Hugo-Zwi Schatzman (1900–1976) and his wife Lea-Gertrud, née Wallach (1906–1983) immigrated to Palestine from Germany in the year 1934. In preparation for their emigration they joined the league Blau-Weiß (Blue-White) in the Zionist youth movement, which followed the Zionist program of Hakhshara, where Hugo-Zvi learned to be a carpenter and Lea-Gertrud to be a barber and nursemaid. After their arrival in Palestine their group was sent to the kibbutz Ein Harod. In 1935 the couple moved to Nahariya and bought a parcel of land there at the corner of Weizman and Hanita street, where they built two settler shacks. In the bigger one of the two shacks they lived and used the smaller one as a storage. With the years the usage of the shacks adapted to the changing needs of the owners. In 1946 the Schatzmans sold the parcel to the Pisker family, which built a stone house at the side of the shacks. In the year 2010 the family sold the parcel. When a new apartment building was supposed to be built there, older Nahariyans (especially the glass factory owner Andreas Meyer) organised the preservation of the bigger shack as a historical testimony of the settler years. The Israeli society for the preservation of historical legacy took over the project and transferred the shack to the museum in Tefen.
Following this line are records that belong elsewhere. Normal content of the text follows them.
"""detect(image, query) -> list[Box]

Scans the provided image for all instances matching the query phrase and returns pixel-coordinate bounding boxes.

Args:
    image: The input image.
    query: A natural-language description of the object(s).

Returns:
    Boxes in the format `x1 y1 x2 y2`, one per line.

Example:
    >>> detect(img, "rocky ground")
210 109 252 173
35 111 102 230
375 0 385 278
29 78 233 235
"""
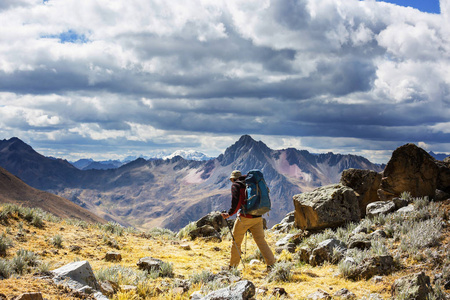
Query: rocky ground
0 200 450 299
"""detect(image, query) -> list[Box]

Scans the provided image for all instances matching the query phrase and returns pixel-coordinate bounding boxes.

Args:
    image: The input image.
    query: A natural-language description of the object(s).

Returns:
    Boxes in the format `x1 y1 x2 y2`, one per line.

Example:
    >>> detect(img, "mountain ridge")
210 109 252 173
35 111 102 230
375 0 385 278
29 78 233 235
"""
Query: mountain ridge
0 135 382 230
0 167 106 223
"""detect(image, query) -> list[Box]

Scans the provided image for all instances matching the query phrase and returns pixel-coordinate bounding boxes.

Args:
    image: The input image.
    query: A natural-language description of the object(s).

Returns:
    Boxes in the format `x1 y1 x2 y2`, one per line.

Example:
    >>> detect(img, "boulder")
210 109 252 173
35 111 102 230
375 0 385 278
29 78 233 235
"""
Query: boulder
99 280 119 297
397 204 416 214
306 289 333 300
366 201 395 217
309 239 347 267
293 184 360 230
14 293 43 300
201 280 255 300
137 256 163 273
105 252 122 261
436 157 450 194
392 272 433 300
271 211 295 233
189 225 222 241
378 144 439 201
347 233 372 250
434 189 450 201
392 197 410 209
195 211 227 232
340 169 381 218
52 260 100 290
333 288 356 300
347 255 394 280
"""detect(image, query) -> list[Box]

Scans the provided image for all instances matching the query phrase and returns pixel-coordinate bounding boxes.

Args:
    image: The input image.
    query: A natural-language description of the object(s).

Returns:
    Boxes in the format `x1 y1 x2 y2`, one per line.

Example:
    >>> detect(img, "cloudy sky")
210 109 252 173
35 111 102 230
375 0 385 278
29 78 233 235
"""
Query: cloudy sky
0 0 450 162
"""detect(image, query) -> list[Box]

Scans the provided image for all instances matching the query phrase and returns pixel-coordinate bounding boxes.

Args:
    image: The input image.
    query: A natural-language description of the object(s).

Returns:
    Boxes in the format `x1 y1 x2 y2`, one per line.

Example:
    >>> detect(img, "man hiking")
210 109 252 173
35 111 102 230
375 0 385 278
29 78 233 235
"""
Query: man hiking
222 170 275 270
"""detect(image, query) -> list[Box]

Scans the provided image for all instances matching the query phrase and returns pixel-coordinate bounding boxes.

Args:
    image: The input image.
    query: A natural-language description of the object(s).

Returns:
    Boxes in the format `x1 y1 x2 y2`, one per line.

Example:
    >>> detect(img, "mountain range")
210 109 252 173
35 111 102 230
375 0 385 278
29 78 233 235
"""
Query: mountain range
70 150 212 170
0 167 106 223
0 135 383 230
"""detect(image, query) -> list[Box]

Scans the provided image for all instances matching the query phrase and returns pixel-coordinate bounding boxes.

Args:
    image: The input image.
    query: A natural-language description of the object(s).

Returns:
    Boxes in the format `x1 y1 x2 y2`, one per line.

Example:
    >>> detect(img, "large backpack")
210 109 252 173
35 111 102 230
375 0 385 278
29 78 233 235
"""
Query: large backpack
242 169 271 216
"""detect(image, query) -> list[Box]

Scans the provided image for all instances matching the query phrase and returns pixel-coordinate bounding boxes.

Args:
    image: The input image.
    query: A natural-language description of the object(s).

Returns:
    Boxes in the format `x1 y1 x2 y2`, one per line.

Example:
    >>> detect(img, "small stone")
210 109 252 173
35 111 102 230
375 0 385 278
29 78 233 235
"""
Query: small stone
248 259 261 266
120 284 137 292
15 293 43 300
105 252 122 261
180 244 191 251
272 287 287 296
307 289 332 300
172 287 184 295
333 288 356 300
69 245 81 252
372 275 383 283
189 291 203 300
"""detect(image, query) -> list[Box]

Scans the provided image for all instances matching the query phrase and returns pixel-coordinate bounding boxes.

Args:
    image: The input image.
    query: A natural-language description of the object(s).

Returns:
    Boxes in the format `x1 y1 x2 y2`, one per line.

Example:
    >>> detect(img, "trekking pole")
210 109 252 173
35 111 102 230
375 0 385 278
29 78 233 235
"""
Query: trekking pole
225 219 245 269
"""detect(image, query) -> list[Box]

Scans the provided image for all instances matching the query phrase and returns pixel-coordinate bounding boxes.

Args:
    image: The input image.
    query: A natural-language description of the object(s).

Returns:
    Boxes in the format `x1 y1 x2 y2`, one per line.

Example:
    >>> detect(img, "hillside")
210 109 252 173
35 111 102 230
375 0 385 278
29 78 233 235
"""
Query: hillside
0 167 106 223
0 135 382 230
0 199 450 300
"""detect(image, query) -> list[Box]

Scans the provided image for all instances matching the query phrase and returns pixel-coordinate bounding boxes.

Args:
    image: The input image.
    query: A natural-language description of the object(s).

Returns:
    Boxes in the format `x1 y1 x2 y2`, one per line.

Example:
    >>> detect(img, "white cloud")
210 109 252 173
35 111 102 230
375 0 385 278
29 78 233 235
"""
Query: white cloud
0 0 450 160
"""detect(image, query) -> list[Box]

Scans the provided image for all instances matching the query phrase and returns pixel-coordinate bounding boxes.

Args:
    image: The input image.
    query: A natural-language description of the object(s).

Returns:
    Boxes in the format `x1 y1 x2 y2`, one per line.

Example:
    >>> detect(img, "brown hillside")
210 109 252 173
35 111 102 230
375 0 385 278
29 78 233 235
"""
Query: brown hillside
0 167 106 224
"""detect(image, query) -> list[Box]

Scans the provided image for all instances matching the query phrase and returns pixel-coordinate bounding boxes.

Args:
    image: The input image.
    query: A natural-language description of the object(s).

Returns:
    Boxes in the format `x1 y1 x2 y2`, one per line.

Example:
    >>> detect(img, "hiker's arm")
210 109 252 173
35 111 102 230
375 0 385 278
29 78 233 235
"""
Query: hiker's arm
228 184 240 216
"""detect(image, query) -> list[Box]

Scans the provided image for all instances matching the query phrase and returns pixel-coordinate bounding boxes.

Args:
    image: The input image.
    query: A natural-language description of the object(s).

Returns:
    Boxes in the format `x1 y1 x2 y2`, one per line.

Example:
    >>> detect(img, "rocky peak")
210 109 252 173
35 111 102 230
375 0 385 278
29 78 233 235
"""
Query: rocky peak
218 135 271 166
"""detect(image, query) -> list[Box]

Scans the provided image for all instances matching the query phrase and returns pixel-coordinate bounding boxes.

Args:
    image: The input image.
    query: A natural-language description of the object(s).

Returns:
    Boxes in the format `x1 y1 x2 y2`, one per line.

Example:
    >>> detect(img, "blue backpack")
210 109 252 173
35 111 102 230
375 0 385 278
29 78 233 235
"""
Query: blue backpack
242 169 271 216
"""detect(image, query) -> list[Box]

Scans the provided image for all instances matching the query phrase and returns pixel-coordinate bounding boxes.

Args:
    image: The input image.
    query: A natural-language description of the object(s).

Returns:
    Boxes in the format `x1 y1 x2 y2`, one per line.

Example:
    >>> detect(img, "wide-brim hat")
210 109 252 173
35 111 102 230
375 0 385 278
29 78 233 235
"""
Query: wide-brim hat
230 170 242 179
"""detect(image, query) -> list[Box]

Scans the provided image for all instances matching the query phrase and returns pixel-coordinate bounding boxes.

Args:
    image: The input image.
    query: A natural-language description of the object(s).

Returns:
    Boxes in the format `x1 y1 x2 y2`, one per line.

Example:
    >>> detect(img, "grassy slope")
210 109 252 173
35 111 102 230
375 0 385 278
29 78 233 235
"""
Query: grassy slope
0 200 449 299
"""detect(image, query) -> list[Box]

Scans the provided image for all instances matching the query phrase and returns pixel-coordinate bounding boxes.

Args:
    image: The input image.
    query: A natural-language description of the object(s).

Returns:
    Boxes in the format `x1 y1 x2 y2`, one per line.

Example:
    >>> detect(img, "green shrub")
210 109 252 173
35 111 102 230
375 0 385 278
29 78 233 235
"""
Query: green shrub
0 233 13 256
267 262 294 282
189 270 215 284
30 215 44 228
11 255 28 275
50 234 63 248
0 258 13 278
103 235 120 250
177 222 197 240
95 265 148 286
369 238 389 256
300 228 336 249
16 249 39 267
400 218 442 253
101 222 125 236
147 227 176 239
400 191 412 201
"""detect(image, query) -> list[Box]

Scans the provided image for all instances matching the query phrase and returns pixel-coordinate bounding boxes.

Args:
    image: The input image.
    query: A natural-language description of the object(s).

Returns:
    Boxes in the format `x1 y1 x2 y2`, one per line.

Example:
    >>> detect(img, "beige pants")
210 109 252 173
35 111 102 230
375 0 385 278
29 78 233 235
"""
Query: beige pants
230 217 275 267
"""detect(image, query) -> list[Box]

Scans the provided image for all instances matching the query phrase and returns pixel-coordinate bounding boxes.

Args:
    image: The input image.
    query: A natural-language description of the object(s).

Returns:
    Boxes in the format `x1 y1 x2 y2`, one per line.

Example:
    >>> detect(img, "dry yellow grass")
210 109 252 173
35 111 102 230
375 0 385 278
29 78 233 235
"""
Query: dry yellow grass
0 203 446 299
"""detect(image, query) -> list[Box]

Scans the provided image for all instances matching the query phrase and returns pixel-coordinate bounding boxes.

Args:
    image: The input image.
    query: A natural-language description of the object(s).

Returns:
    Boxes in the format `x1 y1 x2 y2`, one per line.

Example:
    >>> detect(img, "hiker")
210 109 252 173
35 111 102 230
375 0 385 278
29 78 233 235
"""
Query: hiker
222 170 275 270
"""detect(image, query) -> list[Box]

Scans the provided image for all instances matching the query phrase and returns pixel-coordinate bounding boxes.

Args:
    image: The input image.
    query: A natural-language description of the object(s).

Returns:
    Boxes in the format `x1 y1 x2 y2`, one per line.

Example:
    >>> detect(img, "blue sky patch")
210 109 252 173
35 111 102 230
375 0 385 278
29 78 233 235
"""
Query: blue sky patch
58 29 88 44
42 29 89 44
376 0 441 14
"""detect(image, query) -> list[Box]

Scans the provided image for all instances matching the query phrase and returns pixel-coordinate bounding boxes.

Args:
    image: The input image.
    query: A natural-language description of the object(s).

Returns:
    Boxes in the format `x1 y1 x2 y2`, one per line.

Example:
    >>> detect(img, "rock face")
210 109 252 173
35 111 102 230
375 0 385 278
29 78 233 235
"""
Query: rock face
137 257 163 273
392 272 432 300
340 169 381 218
196 211 227 231
366 201 395 217
201 280 255 300
293 184 360 230
436 157 450 194
378 144 439 201
52 260 100 290
347 255 394 280
309 239 347 267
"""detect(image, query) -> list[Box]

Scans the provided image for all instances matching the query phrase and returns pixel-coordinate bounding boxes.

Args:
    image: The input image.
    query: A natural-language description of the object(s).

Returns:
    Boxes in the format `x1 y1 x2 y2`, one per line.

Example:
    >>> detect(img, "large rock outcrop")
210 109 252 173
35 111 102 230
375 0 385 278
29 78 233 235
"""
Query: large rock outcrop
293 184 360 230
378 144 439 201
436 156 450 194
340 169 381 218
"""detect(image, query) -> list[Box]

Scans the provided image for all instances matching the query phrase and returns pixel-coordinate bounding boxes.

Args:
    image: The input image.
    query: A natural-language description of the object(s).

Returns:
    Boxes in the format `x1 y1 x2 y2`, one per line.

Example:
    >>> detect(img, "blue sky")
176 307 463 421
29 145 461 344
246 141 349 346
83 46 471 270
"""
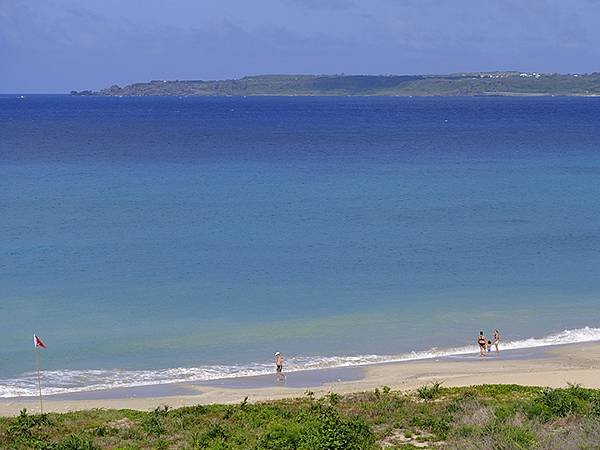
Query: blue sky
0 0 600 93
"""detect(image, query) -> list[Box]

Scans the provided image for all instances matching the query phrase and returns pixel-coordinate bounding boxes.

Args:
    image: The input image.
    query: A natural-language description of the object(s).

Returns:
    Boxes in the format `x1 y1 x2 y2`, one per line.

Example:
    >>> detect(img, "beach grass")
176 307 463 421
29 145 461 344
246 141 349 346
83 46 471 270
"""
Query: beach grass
0 383 600 450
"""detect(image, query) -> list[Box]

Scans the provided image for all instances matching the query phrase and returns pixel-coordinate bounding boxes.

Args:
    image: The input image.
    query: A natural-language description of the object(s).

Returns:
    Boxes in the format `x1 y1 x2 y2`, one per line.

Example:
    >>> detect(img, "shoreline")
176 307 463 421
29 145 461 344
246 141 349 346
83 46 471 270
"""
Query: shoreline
0 342 600 416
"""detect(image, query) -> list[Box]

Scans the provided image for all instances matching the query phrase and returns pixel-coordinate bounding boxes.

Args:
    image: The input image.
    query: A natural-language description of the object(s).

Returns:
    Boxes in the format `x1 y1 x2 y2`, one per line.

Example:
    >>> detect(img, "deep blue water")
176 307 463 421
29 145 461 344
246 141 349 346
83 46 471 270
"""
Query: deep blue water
0 96 600 394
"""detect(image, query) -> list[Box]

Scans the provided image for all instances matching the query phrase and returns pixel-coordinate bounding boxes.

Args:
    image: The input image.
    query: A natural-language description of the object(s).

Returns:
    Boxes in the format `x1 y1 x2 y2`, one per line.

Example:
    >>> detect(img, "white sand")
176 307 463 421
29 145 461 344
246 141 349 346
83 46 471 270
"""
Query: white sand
0 343 600 415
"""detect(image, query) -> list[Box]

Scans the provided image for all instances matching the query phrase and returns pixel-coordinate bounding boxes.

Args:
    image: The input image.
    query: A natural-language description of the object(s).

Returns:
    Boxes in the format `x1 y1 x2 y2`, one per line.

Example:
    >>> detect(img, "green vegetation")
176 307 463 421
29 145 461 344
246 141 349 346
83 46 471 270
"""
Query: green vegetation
76 72 600 96
0 383 600 450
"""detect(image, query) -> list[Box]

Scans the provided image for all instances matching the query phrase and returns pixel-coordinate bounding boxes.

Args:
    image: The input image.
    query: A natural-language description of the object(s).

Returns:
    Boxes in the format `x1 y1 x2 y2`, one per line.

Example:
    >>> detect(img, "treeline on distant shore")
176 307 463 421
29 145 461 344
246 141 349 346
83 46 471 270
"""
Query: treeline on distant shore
0 383 600 450
71 72 600 96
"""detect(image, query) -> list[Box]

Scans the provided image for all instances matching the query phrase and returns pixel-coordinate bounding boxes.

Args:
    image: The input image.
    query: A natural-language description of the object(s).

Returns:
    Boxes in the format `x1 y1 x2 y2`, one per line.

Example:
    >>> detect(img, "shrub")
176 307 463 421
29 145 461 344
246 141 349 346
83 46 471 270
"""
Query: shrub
417 381 442 400
526 388 588 420
495 425 537 449
53 435 98 450
298 407 375 450
256 422 301 450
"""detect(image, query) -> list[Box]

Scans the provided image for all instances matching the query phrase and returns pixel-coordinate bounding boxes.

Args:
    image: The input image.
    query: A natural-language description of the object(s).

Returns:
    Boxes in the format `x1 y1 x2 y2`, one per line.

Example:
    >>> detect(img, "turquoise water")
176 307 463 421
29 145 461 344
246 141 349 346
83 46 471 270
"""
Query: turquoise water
0 96 600 396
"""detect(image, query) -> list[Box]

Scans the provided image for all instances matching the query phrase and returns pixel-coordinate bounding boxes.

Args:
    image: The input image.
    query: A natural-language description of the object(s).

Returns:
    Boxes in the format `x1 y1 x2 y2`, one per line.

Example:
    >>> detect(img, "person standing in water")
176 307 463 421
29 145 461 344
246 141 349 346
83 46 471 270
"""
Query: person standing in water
477 331 487 356
275 352 285 380
494 329 500 353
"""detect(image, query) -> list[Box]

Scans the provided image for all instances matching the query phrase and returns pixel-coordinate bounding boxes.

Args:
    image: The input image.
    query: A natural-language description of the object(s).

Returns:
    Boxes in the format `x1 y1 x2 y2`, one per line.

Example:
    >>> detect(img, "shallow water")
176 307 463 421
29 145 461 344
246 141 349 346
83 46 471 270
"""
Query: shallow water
0 96 600 396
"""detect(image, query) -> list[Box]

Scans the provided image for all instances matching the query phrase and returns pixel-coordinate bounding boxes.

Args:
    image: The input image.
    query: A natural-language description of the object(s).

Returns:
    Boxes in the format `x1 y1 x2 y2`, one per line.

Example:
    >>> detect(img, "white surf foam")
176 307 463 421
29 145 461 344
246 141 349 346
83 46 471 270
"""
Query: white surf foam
0 327 600 398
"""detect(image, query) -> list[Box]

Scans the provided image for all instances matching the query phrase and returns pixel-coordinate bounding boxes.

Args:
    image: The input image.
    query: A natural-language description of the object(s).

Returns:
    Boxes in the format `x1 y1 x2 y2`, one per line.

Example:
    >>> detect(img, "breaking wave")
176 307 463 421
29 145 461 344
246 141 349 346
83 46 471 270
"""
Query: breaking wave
0 327 600 398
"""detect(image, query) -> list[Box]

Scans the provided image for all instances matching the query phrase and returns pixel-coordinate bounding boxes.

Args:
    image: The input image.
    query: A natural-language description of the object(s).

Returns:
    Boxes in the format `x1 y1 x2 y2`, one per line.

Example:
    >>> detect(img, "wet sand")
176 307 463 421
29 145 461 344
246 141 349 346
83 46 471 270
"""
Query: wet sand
0 343 600 415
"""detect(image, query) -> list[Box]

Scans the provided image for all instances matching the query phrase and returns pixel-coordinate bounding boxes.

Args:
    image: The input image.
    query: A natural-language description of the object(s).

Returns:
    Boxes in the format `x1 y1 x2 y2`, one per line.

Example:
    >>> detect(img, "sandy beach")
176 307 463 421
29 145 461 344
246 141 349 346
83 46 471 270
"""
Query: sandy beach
0 343 600 416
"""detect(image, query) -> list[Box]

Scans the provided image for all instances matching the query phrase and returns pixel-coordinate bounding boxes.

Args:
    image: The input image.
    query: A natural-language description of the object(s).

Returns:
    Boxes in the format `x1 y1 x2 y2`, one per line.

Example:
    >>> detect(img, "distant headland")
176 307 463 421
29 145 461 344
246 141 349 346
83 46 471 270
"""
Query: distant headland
71 72 600 96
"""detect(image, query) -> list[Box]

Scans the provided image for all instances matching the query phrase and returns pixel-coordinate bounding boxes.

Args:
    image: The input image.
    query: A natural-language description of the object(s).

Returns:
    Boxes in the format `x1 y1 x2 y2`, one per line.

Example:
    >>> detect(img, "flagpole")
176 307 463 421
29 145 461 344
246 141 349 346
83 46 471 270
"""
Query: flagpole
35 345 44 414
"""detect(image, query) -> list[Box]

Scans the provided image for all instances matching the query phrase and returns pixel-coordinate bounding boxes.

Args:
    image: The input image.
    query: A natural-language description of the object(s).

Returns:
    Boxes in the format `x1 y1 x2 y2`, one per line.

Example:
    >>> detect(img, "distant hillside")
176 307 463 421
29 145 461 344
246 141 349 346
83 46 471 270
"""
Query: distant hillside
71 72 600 96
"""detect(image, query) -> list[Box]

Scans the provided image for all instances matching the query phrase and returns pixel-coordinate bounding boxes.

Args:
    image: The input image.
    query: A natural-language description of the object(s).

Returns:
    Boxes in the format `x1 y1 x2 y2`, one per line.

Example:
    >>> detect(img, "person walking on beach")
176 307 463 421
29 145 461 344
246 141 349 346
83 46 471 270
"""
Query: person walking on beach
477 331 487 356
494 328 500 353
275 352 285 380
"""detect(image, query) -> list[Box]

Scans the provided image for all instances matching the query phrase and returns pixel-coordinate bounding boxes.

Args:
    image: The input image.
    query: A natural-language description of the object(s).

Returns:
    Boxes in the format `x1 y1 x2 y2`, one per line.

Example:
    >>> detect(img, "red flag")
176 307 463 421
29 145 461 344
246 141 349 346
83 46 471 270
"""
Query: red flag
33 334 46 348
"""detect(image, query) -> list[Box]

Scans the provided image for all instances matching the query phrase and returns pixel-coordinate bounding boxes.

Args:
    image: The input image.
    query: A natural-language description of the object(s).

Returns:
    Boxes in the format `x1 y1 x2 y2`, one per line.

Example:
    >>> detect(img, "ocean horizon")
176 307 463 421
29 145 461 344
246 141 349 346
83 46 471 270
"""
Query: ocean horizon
0 95 600 397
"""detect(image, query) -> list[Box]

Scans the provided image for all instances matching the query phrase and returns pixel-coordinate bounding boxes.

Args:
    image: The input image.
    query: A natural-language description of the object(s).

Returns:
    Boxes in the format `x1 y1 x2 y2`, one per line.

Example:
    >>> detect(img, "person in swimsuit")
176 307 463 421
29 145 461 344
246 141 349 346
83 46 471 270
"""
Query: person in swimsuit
477 331 487 356
494 329 500 353
275 352 285 380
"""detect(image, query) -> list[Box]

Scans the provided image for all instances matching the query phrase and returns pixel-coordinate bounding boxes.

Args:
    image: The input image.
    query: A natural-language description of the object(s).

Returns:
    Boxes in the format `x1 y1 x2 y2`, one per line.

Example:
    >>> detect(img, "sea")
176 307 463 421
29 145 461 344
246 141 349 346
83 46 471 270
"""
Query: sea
0 95 600 398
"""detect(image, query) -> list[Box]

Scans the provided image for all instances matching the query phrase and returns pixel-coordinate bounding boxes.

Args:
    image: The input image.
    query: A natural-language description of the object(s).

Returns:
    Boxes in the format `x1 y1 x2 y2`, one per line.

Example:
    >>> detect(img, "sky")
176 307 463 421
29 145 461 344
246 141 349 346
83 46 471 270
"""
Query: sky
0 0 600 93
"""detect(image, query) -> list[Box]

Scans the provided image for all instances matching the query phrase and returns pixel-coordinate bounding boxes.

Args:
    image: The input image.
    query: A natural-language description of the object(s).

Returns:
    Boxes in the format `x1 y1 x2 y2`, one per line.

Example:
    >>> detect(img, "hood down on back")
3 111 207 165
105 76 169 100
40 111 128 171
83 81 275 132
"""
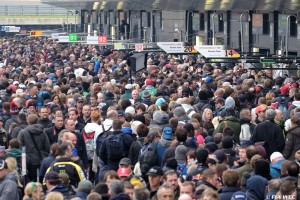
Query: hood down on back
25 124 43 135
247 175 268 199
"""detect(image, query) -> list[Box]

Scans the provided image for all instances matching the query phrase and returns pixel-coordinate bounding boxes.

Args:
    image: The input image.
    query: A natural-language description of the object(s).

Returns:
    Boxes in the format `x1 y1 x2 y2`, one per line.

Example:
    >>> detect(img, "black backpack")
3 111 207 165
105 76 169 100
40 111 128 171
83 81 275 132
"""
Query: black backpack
139 142 158 175
96 124 112 157
105 133 126 160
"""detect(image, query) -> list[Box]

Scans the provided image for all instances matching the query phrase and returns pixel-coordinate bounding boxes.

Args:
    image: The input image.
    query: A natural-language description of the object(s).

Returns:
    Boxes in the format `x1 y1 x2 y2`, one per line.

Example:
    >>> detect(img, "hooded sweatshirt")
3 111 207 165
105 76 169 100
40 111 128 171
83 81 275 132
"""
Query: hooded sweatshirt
0 173 19 199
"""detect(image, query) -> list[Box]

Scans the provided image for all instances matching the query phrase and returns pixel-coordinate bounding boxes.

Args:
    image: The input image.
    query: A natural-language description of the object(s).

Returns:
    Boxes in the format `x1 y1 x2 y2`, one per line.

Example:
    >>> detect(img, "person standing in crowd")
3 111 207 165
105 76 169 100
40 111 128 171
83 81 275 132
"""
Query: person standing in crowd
18 114 50 181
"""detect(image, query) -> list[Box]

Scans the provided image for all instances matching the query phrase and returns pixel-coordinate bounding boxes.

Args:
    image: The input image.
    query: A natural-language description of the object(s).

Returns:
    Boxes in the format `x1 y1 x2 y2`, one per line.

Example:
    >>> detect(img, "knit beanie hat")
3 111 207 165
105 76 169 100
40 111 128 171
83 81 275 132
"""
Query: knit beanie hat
175 144 188 163
143 91 151 100
9 101 20 116
173 106 185 117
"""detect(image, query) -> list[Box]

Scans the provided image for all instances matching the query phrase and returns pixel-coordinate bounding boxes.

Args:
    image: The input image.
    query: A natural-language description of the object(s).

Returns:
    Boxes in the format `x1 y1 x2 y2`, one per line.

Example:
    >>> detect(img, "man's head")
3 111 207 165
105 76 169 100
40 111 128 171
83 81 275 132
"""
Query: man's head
57 142 72 158
275 109 283 122
27 114 39 125
222 170 240 187
164 170 178 190
39 107 49 119
270 151 284 163
45 171 61 190
202 169 218 187
108 180 124 197
0 159 9 180
147 167 164 189
77 180 93 194
65 118 75 132
112 120 122 131
157 183 174 200
54 115 64 129
68 108 78 121
82 105 91 118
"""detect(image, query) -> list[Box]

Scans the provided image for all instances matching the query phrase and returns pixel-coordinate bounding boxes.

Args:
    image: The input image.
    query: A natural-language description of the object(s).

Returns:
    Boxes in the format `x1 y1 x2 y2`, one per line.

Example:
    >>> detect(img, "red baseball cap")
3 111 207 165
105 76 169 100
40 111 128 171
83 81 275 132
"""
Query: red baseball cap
117 167 130 177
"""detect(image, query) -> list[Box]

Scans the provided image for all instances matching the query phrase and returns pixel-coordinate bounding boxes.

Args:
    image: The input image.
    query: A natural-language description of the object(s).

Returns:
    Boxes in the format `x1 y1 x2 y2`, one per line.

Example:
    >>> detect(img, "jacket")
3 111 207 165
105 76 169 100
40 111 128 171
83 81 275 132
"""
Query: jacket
18 124 50 165
156 138 172 167
40 154 55 180
0 173 19 200
46 157 86 187
213 116 241 144
99 131 133 171
270 159 284 178
110 193 130 200
128 137 145 166
219 186 241 200
251 120 284 158
11 122 28 138
283 126 300 160
120 89 132 100
45 126 65 145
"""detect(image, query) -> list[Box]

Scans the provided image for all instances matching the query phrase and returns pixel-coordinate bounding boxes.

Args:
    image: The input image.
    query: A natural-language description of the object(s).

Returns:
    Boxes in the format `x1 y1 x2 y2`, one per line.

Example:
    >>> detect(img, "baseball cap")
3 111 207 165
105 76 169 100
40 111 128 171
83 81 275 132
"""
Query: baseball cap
77 180 93 193
183 123 195 132
255 105 267 114
270 151 283 162
117 167 130 177
125 84 132 90
76 97 84 102
45 171 60 181
163 126 173 140
119 158 132 165
146 166 164 176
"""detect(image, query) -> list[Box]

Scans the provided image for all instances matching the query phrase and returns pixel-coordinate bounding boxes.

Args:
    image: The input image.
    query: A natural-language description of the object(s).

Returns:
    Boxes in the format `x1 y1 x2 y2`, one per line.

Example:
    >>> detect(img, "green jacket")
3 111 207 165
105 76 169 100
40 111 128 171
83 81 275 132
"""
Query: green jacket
140 87 157 99
213 116 241 144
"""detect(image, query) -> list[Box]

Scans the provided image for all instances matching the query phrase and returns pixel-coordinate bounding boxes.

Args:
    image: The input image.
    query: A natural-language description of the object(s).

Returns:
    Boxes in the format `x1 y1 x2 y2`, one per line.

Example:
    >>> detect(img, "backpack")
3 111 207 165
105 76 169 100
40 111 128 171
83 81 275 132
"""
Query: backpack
105 133 126 160
82 131 95 160
240 124 251 143
139 142 158 175
96 124 112 157
278 97 288 114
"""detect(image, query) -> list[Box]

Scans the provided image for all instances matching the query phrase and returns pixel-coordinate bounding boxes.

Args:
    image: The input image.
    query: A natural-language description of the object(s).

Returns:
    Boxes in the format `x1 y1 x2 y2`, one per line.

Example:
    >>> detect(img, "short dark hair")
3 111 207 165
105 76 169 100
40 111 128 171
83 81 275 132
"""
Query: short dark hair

==="Now It Can Be Told"===
The "Now It Can Be Told" exhibit is based on family stories about "changes of identity, false papers, secrets behind objects, unconventional migration, flight and professional retraining," according to the museum’s curator, Ruth Ofek.

== Library ==
The museum library contains more than 5000 books, mostly in German, which convey a broad overview of the contribution of German Jews in the fields of prose, poetry, philosophy, science and politics, as well as of scientific literature dealing with Central Europe's Jewry.

== Archive ==
The museum's archive preserves various historical documents like certificates, letters, photographs and numerous objects, given to the museum. In this way it helps scientists from Israel and abroad with their research about the history of German-speaking Jewry.